BACKGROUND: Reactive oxygen species (ROS) are essential for normal physiological functioning of the brain. However, uncompensated increase in ROS levels may results in oxidative stress. Phospholipase A2 (PLA2) is one of the key players activated by elevated ROS levels resulting in the hydrolysis of various products from the plasmamembrane such as peroxidized fatty acids. Free fatty acids (FFAs) and fatty acid metabolites are often implicated to the genesis of cognitive impairment. Previously we have shown that age-, and experimentally induced oxidative stress causes PLA2-dependent long-term memory (LTM) failure in an aversive operant conditioning model in Lymnaea stagnalis. In the present study, we investigate the effects of experimentally induced oxidative stress and the role of elevated levels of circulating FFAs on LTM function using a non-aversive appetitive classical conditioning paradigm. RESULTS: We show that intracoelomic injection of exogenous PLA2 or pro-oxidant induced PLA2 activation negatively affects LTM performance in our learning paradigm. In addition, we show that experimental induction of oxidative stress causes significant temporal changes in circulating FFA levels. Importantly, the time of training coincides with the peak of this change in lipid metabolism. However, intracoelomic injection with exogenous arachidonic acid, one of the main FFAs released by PLA2, does not affect LTM function. Moreover, sequestrating circulating FFAs with the aid of bovine serum albumin does not rescue pro-oxidant induced appetitive LTM failure. CONCLUSIONS: Our data substantiates previous evidence linking lipid peroxidation and PLA2 activation to age- and oxidative stress-related cognitive impairment, neuronal dysfunction and disease. In addition however, our data indicate that lipid peroxidation induced increased levels of circulating (per)oxidized FFAs are not a factor in oxidative stress induced LTM impairment.

Evidence for inflammation-mediated memory dysfunction in gastropods: putative PLA2 and COX inhibitors abolish long-term memory failure induced by systemic immune challenges.

BACKGROUND: Previous studies associate lipid peroxidation with long-term memory (LTM) failure in a gastropod model (Lymnaea stagnalis) of associative learning and memory.
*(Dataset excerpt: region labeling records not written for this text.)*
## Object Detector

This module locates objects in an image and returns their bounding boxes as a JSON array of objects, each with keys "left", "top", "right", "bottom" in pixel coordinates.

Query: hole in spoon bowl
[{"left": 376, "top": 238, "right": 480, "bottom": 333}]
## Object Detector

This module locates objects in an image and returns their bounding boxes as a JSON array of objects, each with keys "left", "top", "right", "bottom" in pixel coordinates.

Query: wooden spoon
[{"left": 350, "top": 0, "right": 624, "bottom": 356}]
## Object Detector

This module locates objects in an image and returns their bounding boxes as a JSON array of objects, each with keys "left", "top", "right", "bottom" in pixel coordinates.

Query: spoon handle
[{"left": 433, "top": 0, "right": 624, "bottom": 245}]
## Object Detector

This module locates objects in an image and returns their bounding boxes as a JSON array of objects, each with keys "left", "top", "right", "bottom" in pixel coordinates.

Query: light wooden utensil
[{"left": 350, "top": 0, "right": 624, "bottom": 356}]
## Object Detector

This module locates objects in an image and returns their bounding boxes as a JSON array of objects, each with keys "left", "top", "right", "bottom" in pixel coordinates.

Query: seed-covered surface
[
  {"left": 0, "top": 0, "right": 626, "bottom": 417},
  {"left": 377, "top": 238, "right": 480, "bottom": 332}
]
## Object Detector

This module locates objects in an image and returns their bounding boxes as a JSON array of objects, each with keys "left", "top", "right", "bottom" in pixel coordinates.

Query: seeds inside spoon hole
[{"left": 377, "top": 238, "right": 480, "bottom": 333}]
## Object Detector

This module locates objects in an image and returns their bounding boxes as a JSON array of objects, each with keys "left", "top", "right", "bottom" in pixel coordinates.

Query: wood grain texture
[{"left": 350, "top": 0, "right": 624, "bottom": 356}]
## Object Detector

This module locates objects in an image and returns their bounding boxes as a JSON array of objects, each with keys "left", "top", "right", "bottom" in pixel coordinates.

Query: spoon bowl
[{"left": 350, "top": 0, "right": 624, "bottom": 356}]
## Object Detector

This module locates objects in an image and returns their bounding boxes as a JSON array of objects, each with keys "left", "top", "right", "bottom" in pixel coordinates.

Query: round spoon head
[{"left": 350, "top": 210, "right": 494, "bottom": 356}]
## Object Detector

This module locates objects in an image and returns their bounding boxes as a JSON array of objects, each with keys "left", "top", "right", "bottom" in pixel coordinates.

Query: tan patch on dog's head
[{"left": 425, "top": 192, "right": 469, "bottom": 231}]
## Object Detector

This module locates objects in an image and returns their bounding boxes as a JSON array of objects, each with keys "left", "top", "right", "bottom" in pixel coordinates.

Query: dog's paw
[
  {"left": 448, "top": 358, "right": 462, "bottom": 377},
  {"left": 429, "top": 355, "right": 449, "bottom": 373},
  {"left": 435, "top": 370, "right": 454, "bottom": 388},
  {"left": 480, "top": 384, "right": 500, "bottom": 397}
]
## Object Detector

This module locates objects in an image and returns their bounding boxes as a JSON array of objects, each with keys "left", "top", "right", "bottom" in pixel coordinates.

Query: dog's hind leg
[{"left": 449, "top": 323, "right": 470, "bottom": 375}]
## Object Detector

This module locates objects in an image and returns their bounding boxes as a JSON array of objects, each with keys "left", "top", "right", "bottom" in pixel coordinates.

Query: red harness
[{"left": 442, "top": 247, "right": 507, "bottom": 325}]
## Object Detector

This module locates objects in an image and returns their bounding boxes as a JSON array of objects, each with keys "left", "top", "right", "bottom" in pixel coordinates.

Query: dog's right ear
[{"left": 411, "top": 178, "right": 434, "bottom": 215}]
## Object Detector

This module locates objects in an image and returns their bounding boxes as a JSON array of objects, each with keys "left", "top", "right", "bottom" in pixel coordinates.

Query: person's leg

This process involves activation of Phospholipase A2 (PLA2), an enzyme mediating the release of fatty acids such as arachidonic acid that form the precursor for a variety of pro-inflammatory lipid metabolites. This study investigated the effect of biologically realistic challenges of L. stagnalis host defense response system on LTM function and potential involvement of PLA2, COX and LOX therein. RESULTS: Systemic immune challenges by means of ß-glucan laminarin injections induced elevated H2O2 release from L. stagnalis circulatory immune cells within 3 hrs of treatment. This effect dissipated within 24 hrs after treatment. Laminarin exposure has no direct effect on neuronal activity. Laminarin injections disrupted LTM formation if training followed within 1 hr after injection but had no behavioural impact if training started 24 hrs after treatment. Intermediate term memory was not affected by laminarin injection. Chemosensory and motor functions underpinning the feeding response involved in this learning model were not affected by laminarin injection. Laminarin's suppression of LTM induction was reversed by treatment with aristolochic acid, a PLA2 inhibitor, or indomethacin, a putative COX inhibitor, but not by treatment with nordihydro-guaiaretic acid, a putative LOX inhibitor. CONCLUSIONS: A systemic immune challenge administered shortly before behavioural training impairs associative LTM function in our model that can be countered with putative inhibitors of PLA2 and COX, but not LOX. As such, this study establishes a mechanistic link between the state of activity of this gastropod's innate immune system and higher order nervous system function. Our findings underwrite the rapidly expanding view of neuroinflammatory processes as a fundamental, evolutionary conserved cause of cognitive and other nervous system disorders.